2026/01/23 06:25 更新NEW!


 人材会社iDA(東京)は日本女子大学家政学部被服学科の講師、勝又淳司氏と共同でファッション業界を志す学生の就業意識調査を行った。調査は24年10月下旬から25年1月14日に、ファッション業界志望者を中心とした専門学校生や大学・大学院生を対象に実施。519人の回答をもとに勝又氏が分析した結果、企業選択時に安定性やインクルージョン(包括性)を重視する傾向が明らかになった。

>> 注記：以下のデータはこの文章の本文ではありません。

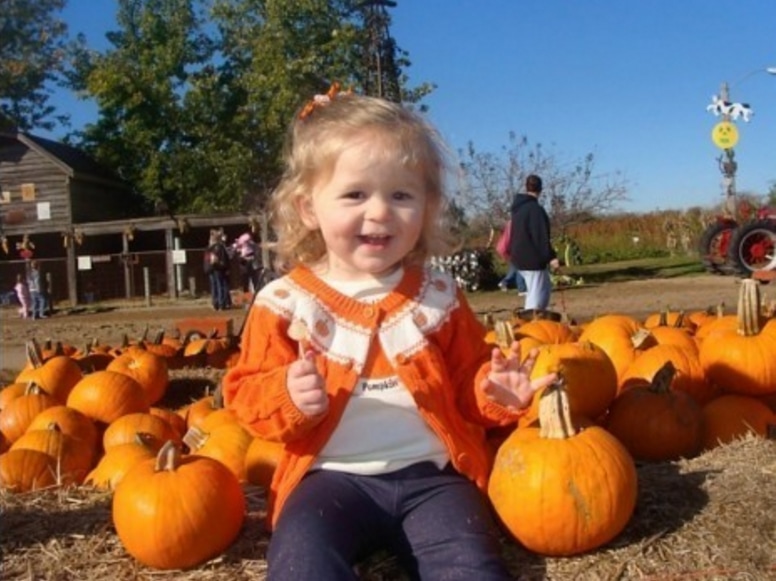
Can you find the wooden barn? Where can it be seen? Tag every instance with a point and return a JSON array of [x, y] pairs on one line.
[[90, 233]]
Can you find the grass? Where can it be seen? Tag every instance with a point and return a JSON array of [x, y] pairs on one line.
[[664, 267]]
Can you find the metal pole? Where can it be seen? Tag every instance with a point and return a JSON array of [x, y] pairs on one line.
[[729, 166]]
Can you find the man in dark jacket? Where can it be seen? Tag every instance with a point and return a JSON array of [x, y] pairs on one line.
[[530, 250]]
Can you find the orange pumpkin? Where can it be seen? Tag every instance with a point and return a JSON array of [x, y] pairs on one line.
[[689, 376], [16, 417], [559, 490], [106, 395], [10, 392], [124, 430], [119, 460], [547, 331], [591, 380], [743, 361], [26, 470], [261, 459], [73, 458], [175, 420], [71, 422], [177, 512], [148, 369], [57, 376], [733, 416], [621, 337], [227, 442]]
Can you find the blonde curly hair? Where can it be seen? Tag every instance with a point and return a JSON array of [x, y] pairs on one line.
[[313, 145]]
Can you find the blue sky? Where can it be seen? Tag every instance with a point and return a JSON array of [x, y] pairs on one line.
[[626, 80]]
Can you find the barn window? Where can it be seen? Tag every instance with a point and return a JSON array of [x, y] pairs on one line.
[[28, 192]]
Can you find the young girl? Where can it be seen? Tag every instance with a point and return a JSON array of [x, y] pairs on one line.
[[369, 366]]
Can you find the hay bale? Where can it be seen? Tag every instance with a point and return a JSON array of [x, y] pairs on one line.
[[711, 517]]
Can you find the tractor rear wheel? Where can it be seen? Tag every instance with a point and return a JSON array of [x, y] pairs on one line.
[[714, 244], [753, 247]]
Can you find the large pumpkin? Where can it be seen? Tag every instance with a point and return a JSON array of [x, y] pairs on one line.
[[733, 416], [17, 416], [590, 376], [655, 422], [106, 395], [120, 459], [620, 336], [743, 361], [177, 512], [559, 490], [689, 376], [56, 376], [148, 369], [26, 470]]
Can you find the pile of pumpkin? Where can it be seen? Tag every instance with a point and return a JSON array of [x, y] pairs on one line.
[[564, 482], [666, 388], [94, 418]]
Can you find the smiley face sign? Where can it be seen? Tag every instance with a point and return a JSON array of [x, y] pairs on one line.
[[724, 135]]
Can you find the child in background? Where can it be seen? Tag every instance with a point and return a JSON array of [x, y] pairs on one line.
[[367, 364], [23, 295], [35, 284]]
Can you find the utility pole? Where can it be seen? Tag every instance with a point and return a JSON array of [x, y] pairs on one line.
[[727, 163], [381, 76]]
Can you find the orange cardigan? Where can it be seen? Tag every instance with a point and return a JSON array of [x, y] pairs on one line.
[[426, 330]]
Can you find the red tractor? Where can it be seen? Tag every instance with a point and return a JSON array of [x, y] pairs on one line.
[[741, 247]]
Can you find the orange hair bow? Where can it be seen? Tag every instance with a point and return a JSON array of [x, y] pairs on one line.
[[322, 100]]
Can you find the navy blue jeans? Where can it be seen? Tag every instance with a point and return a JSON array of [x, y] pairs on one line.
[[436, 522]]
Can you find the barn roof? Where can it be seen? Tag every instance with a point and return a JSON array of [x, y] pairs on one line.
[[75, 162]]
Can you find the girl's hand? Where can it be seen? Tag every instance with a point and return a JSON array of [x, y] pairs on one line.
[[305, 386], [509, 383]]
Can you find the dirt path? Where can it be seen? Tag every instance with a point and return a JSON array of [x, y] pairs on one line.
[[638, 298]]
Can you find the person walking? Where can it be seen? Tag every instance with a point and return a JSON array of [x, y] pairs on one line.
[[531, 251], [216, 266], [249, 262], [22, 290], [36, 285]]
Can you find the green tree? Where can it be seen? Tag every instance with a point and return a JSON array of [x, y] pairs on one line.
[[34, 50], [142, 87], [194, 105], [772, 195]]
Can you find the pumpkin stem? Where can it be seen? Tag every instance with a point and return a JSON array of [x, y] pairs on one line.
[[168, 458], [194, 438], [218, 398], [749, 308], [554, 412], [32, 388], [638, 338], [34, 353], [661, 381], [505, 334]]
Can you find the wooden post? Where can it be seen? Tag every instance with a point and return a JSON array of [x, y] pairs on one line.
[[265, 238], [168, 242], [72, 275], [147, 285], [127, 267]]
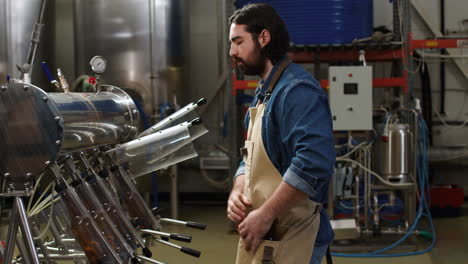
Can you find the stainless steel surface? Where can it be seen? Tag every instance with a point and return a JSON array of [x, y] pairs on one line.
[[17, 19], [94, 119], [394, 155], [30, 136], [150, 260], [181, 115], [26, 230], [143, 41], [174, 201], [11, 236]]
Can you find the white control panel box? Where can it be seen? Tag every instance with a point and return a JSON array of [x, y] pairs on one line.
[[350, 97]]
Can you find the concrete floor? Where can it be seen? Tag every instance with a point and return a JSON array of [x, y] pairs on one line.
[[218, 246]]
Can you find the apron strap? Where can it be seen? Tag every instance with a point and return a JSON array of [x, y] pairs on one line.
[[274, 80]]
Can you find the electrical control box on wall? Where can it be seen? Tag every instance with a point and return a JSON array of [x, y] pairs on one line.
[[351, 97]]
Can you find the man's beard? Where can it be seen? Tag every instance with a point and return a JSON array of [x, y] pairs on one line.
[[256, 64]]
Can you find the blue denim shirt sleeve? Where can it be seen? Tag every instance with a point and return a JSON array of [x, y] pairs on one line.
[[306, 124]]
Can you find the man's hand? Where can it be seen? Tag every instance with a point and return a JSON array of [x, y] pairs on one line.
[[254, 227], [238, 204]]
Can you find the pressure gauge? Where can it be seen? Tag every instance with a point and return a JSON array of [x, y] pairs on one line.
[[98, 64]]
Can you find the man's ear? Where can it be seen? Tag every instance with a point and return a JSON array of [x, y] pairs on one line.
[[264, 38]]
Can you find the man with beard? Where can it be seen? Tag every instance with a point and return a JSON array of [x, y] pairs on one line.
[[288, 158]]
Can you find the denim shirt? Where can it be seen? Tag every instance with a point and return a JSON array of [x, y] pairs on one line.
[[298, 136]]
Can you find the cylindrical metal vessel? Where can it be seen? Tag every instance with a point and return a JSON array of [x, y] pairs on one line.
[[393, 154], [17, 19], [144, 42], [35, 127], [94, 119]]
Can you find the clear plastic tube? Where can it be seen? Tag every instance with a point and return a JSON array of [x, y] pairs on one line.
[[141, 167], [154, 146]]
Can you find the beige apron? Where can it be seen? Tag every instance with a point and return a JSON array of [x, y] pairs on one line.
[[293, 234]]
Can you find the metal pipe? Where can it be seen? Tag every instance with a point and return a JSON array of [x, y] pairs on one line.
[[178, 237], [35, 38], [411, 197], [442, 63], [174, 192], [26, 229], [149, 260], [23, 252], [11, 236], [54, 257], [376, 211], [356, 193]]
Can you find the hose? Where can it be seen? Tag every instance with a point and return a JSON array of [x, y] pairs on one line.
[[423, 208]]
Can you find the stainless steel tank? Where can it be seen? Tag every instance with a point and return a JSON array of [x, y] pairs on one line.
[[95, 119], [36, 127], [17, 19], [393, 154], [144, 42]]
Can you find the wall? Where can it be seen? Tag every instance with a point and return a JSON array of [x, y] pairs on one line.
[[206, 40]]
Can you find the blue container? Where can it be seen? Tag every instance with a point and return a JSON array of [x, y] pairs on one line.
[[314, 22]]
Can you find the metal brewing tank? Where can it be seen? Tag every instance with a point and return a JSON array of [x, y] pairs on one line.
[[144, 42], [17, 19], [393, 154]]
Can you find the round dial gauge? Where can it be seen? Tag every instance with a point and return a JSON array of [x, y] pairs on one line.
[[98, 64]]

 「企業選択時に最も重視すること」は、1位「転勤なし」51%、僅差(きんさ)で2位「希望職種」50%、続いて3位「福利厚生」48%、4位「給与の高さ」46%となった。経済の先行きが不透明な現状を背景に、将来的にパートナーと結婚した場合に共働きを検討できるように、転勤を希望しない回答が最多となった。ファッション業界を志望する学生も「生活の安定」が第一になっていると分析している。

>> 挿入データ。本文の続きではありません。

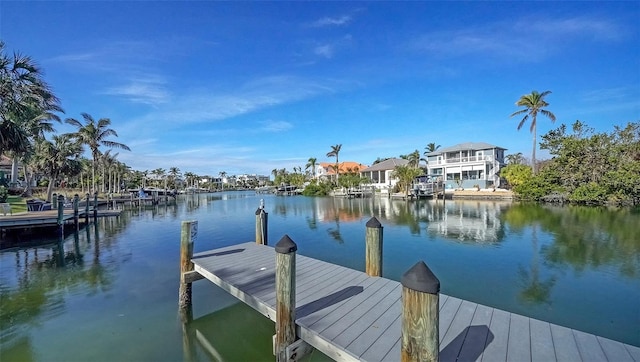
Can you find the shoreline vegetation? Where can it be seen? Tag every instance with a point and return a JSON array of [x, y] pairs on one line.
[[586, 168]]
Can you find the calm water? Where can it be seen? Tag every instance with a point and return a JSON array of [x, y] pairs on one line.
[[109, 292]]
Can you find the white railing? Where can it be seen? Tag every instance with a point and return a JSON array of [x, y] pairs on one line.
[[464, 159]]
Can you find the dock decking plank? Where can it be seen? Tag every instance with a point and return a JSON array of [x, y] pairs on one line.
[[457, 332], [519, 344], [350, 316], [565, 344], [542, 348], [614, 351], [477, 336], [589, 347], [369, 320], [447, 313], [496, 350]]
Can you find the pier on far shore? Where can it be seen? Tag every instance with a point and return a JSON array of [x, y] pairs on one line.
[[352, 315]]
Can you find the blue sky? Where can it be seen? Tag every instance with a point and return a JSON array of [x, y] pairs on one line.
[[246, 87]]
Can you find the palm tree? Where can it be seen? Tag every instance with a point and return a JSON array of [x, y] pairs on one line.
[[533, 103], [94, 134], [405, 175], [312, 164], [515, 159], [335, 151], [174, 172], [24, 98], [222, 175], [57, 158]]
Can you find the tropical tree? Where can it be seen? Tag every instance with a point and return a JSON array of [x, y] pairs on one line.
[[533, 104], [174, 172], [222, 175], [25, 100], [56, 158], [413, 158], [431, 147], [405, 175], [335, 151], [312, 165], [94, 134]]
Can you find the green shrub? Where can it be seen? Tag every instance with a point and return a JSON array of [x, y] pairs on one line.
[[4, 194]]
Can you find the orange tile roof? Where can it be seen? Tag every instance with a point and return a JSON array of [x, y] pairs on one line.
[[343, 166]]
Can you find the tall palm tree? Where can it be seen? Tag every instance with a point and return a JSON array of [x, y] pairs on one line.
[[312, 164], [56, 158], [533, 104], [94, 134], [24, 97], [335, 151], [174, 172]]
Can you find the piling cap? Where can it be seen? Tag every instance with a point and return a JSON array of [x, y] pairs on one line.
[[420, 278], [374, 223], [286, 245]]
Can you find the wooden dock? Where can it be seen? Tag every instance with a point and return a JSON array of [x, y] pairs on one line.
[[47, 217], [350, 316]]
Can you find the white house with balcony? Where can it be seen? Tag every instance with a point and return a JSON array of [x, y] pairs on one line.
[[467, 164], [380, 174]]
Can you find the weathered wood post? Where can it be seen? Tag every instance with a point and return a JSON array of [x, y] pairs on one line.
[[188, 234], [261, 225], [373, 237], [60, 205], [420, 314], [95, 204], [285, 296], [76, 213], [86, 208]]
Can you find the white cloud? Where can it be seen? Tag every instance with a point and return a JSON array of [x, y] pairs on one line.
[[523, 39], [145, 91], [335, 21], [276, 126], [324, 51]]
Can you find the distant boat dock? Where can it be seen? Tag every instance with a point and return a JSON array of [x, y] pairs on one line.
[[350, 315]]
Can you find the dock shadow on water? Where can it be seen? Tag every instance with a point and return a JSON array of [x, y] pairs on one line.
[[235, 333]]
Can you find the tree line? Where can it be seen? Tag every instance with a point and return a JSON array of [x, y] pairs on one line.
[[586, 167]]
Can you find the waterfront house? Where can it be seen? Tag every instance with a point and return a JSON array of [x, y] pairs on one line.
[[380, 173], [326, 170], [467, 165]]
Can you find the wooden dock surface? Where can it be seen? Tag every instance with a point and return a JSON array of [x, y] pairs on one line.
[[47, 217], [350, 316]]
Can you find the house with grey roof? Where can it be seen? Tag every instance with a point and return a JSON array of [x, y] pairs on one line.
[[380, 173], [467, 164]]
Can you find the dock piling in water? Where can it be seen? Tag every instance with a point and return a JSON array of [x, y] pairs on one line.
[[373, 237], [95, 205], [188, 234], [285, 296], [420, 314], [261, 225], [60, 205]]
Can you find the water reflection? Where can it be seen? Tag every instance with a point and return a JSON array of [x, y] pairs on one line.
[[584, 237], [33, 287]]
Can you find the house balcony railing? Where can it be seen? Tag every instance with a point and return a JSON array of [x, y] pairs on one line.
[[463, 159]]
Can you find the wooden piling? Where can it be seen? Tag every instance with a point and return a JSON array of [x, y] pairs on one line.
[[86, 206], [188, 235], [420, 315], [261, 226], [95, 204], [285, 296], [76, 213], [373, 239], [60, 204]]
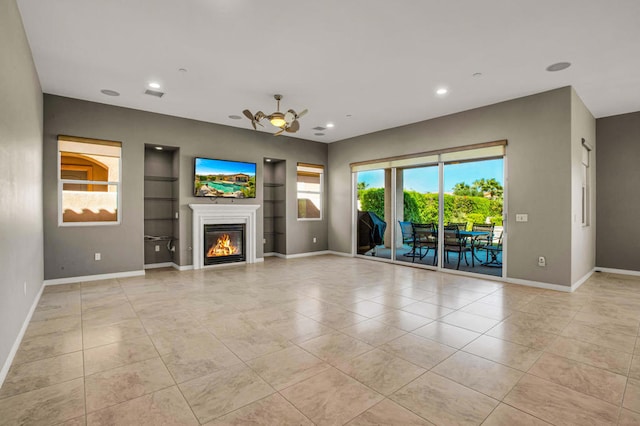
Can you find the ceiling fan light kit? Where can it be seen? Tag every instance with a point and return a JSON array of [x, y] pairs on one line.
[[284, 121]]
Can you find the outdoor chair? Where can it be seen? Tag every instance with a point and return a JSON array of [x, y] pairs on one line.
[[482, 241], [454, 243], [406, 228], [494, 250], [460, 225], [425, 236]]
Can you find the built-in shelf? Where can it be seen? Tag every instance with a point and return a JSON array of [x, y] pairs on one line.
[[148, 239], [275, 207], [161, 205], [161, 178]]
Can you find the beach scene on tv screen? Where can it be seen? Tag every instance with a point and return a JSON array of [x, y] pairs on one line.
[[221, 178]]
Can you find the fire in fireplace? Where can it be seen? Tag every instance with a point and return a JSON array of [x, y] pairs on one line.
[[223, 243]]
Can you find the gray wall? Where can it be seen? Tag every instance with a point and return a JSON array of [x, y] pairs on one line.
[[538, 179], [618, 181], [20, 178], [69, 251], [583, 238]]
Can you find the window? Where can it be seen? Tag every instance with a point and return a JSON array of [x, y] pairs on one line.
[[88, 181], [586, 197], [310, 191]]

 一方、「ファッション業界を選ぶ際の不安要素」は、1位「給料が低そう」68%、次いで2位「ノルマの厳しさ」49%、3位「残業」39%に回答が集中した。同調査では「業界の給料水準の低さを懸念し、最終的に別の業界を選ぶ傾向も見られる」と指摘。「同業他社との比較だけでなく、他業界の採用基準や条件を視野に入れ、不安要素を解決しないと優秀な人材の確保が難しくなる」と提言している。

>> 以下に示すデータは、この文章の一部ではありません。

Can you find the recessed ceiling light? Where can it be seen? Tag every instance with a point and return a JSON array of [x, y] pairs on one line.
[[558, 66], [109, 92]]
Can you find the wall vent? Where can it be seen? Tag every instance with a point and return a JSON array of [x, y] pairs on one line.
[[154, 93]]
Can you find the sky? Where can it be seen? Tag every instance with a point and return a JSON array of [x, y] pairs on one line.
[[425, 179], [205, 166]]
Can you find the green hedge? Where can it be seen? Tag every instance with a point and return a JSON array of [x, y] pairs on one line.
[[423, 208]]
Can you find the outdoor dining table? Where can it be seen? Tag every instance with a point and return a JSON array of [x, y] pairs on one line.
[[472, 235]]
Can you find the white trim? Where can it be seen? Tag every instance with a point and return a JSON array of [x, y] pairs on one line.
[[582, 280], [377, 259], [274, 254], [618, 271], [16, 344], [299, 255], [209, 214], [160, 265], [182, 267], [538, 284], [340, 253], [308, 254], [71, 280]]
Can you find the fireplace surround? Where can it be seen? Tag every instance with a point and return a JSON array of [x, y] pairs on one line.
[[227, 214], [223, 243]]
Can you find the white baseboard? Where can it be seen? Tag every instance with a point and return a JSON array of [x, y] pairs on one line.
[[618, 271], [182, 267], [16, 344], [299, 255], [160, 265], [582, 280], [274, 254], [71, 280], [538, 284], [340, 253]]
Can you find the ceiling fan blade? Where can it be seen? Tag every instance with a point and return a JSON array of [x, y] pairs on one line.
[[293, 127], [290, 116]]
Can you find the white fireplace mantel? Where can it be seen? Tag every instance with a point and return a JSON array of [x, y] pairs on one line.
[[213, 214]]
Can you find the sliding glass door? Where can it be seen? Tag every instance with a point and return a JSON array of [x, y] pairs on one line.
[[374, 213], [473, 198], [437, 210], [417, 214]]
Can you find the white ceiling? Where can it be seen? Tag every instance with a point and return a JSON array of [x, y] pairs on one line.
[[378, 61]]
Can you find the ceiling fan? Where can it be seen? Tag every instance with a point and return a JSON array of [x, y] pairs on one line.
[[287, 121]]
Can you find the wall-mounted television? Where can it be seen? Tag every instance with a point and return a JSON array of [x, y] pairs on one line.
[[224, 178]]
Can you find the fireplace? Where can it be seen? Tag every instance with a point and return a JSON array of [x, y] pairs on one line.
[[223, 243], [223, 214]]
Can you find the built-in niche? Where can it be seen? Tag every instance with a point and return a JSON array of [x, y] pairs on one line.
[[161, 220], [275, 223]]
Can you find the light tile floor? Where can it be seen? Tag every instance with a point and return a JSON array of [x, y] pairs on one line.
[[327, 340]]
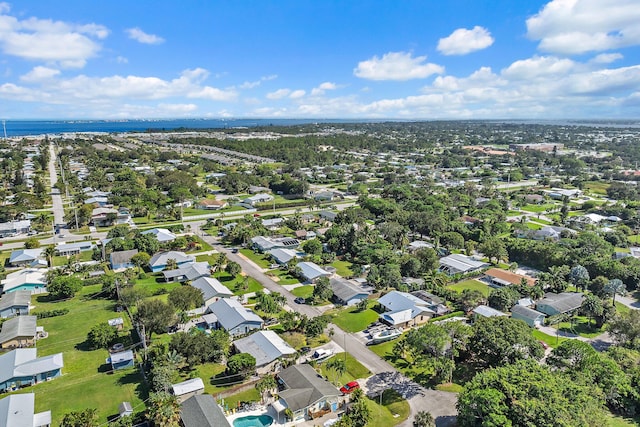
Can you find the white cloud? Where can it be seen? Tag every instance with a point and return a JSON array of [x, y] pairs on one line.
[[39, 74], [579, 26], [65, 44], [278, 94], [140, 36], [396, 66], [463, 41]]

 「企業を選ぶ際、社会的配慮などで重点を置くこと」の設問では、「インクルージョン」 (例えば、全ての社員が平等に扱われる環境作り)53%が最多で、2位は「環境への取り組み」43%、3位に「ダイバーシティー」(多様性)38%が入った。企業のサステイナビリティー活動は学生へのアピールとして重要だが、環境保護活動以上に企業にインクルージョンを求める回答が多い結果となった。